Bahnhof wird umgestaltet: Warum sich Frauen hier nachts unsicher fühlen
Eggert StriebitzBahnhof wird umgestaltet: Warum sich Frauen hier nachts unsicher fühlen
Frauen fühlen sich auf dem Bahnhof unsicher – besonders nach Einbruch der Dunkelheit
Die langen Tunnel und schlecht beleuchteten Bahnsteige des Bahnhofs sorgen bei vielen Frauen für ein wachsendes Unsicherheitsgefühl. Nun sollen Umgestaltungspläne die Atmosphäre auf dem Bahnhof freundlicher und einladender machen.
Aufmerksam wurden die Verantwortlichen während eines kürzlichen Nightwalks, bei dem Teilnehmerinnen den Tunnel und abgelegene Wartebereiche als besonders bedrohlich einstuften.

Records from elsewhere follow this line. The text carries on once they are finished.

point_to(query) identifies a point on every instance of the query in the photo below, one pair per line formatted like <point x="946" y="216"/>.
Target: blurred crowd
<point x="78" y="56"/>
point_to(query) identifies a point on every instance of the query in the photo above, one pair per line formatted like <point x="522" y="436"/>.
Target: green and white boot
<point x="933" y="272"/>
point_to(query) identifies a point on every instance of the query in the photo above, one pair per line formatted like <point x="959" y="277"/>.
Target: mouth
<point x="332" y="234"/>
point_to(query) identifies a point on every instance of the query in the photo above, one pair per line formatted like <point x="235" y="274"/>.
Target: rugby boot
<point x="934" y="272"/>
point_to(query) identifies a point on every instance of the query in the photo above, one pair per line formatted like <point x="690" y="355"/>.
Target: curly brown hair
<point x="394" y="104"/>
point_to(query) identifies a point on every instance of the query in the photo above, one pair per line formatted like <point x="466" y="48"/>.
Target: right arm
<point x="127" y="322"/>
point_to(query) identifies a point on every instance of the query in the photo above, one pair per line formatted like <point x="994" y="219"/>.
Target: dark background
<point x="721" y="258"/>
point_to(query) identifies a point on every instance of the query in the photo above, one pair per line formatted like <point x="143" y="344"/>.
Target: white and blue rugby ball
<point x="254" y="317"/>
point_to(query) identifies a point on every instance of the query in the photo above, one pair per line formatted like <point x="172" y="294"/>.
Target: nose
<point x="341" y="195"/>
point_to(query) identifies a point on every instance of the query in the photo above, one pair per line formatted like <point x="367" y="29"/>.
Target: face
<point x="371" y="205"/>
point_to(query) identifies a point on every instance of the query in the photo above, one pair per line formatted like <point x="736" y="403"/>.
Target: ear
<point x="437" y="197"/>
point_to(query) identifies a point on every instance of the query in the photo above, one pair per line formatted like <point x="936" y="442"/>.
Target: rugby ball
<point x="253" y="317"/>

Gefordert wurden bessere Beleuchtung der Wege sowie mehr Überwachungskameras, um das Sicherheitsgefühl zu stärken.
Die örtliche Polizei betont zwar, dass der Bahnhof grundsätzlich sicher sei – die meisten Vorfälle beträfen Fahrraddiebstähle, nicht jedoch Gewaltverbrechen. Dennoch können Bürgerinnen und Bürger unsichere Orte über das städtische Meldesystem für Missstände melden, damit die Bedenken dokumentiert werden.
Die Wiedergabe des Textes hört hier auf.